Keywords: Neuroscience, EEG, Sleep staging, Automatic data augmentation
Abstract: Data augmentation is a key element of deep learning pipelines, as it informs the network during training about transformations of the input data that keep the label unchanged. Manually finding adequate augmentation methods and parameters for a given pipeline is however rapidly cumbersome. In particular, while intuition can guide this decision for images, the design and choice of augmentation policies remains unclear for more complex types of data, such as neuroscience signals. Besides, class-dependent augmentation strategies have been surprisingly unexplored in the literature, although it is quite intuitive: changing the color of a car image does not change the object class to be predicted, but doing the same to the picture of an orange does.
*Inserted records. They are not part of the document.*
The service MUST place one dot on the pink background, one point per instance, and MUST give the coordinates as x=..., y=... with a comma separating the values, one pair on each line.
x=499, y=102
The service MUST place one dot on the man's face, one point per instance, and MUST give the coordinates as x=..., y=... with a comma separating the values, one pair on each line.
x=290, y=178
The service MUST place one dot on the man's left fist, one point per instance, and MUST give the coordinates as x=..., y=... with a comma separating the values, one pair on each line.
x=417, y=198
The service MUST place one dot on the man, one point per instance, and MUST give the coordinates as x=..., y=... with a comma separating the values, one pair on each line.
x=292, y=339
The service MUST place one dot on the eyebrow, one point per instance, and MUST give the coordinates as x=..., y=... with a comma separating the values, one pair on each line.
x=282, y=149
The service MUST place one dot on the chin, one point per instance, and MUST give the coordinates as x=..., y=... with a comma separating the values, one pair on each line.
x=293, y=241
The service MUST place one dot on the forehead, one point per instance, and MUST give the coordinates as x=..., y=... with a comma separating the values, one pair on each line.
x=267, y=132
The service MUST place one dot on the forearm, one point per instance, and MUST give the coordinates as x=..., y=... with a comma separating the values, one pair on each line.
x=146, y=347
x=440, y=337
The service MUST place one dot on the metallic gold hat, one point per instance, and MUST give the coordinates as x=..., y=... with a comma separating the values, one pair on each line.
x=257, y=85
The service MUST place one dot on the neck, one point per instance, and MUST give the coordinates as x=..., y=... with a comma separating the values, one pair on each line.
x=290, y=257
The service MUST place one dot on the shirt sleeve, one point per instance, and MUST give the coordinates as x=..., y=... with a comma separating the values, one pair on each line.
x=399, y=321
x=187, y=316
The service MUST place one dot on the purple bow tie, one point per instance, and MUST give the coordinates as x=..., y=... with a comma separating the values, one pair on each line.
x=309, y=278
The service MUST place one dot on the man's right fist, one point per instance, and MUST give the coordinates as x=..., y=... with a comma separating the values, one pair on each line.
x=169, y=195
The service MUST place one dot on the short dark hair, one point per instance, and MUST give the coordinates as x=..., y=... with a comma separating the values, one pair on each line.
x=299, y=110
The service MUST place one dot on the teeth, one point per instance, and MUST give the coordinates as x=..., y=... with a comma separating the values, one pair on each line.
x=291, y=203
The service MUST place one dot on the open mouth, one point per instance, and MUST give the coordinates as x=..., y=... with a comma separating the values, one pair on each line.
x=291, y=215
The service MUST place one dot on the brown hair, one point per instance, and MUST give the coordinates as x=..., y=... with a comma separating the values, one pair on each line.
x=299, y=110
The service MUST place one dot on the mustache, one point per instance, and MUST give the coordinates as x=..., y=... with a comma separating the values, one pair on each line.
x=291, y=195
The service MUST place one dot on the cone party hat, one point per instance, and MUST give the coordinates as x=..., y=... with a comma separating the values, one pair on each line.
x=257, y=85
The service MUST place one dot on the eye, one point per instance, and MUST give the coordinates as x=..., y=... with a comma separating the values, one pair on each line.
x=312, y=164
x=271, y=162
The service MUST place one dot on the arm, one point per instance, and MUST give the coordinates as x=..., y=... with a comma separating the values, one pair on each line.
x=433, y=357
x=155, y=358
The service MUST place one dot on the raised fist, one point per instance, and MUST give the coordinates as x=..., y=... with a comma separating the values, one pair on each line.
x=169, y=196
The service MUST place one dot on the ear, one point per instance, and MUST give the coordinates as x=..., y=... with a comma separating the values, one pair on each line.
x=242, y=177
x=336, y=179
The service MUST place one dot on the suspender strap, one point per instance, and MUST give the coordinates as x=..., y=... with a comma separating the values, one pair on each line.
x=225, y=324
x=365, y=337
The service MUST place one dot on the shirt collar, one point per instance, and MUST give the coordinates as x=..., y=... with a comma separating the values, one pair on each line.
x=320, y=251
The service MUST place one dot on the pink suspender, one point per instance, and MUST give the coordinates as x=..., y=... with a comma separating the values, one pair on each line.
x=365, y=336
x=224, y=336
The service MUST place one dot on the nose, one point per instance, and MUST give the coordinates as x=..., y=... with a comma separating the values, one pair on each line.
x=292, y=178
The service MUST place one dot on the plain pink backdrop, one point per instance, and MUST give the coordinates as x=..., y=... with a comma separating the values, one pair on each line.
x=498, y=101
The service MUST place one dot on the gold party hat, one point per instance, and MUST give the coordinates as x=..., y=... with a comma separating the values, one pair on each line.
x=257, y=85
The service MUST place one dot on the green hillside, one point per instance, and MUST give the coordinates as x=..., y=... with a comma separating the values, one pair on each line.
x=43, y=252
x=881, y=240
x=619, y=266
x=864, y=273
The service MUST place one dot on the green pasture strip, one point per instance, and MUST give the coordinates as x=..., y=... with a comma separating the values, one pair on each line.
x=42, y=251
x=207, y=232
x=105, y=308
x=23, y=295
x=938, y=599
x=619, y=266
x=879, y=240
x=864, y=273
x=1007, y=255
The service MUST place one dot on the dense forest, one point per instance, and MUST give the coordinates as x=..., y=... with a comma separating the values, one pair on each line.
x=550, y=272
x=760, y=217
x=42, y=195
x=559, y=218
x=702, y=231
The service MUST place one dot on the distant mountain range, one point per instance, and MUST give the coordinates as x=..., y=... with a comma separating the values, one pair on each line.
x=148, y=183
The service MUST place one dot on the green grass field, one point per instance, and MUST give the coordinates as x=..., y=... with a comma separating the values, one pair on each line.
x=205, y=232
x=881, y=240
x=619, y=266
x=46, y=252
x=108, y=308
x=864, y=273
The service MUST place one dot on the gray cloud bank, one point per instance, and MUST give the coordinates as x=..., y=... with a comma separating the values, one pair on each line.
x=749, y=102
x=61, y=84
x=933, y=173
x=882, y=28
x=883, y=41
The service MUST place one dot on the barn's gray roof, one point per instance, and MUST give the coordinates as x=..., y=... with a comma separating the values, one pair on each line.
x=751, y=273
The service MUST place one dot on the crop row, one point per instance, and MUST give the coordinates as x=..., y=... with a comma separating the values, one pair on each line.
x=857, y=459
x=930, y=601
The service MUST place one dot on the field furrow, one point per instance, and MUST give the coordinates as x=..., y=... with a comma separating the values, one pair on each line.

This paper investigates gradient-based automatic data augmentation algorithms amenable to class-wise policies with exponentially larger search spaces. Motivated by supervised learning applications using EEG signals for which good augmentation policies are mostly unknown, we propose a new differentiable relaxation of the problem. In the class-agnostic setting, results show that our new relaxation leads to optimal performance with faster training than competing gradient-based methods, while also outperforming gradient-free methods in the class-wise setting. This work proposes also novel differentiable augmentation operations relevant for sleep stage classification.
One-sentence Summary: We propose a new gradient-based automatic data augmentation technique where samples are transformed based on their labels, and demonstrate its relevance on EEG sleep staging data.
Supplementary Material: zip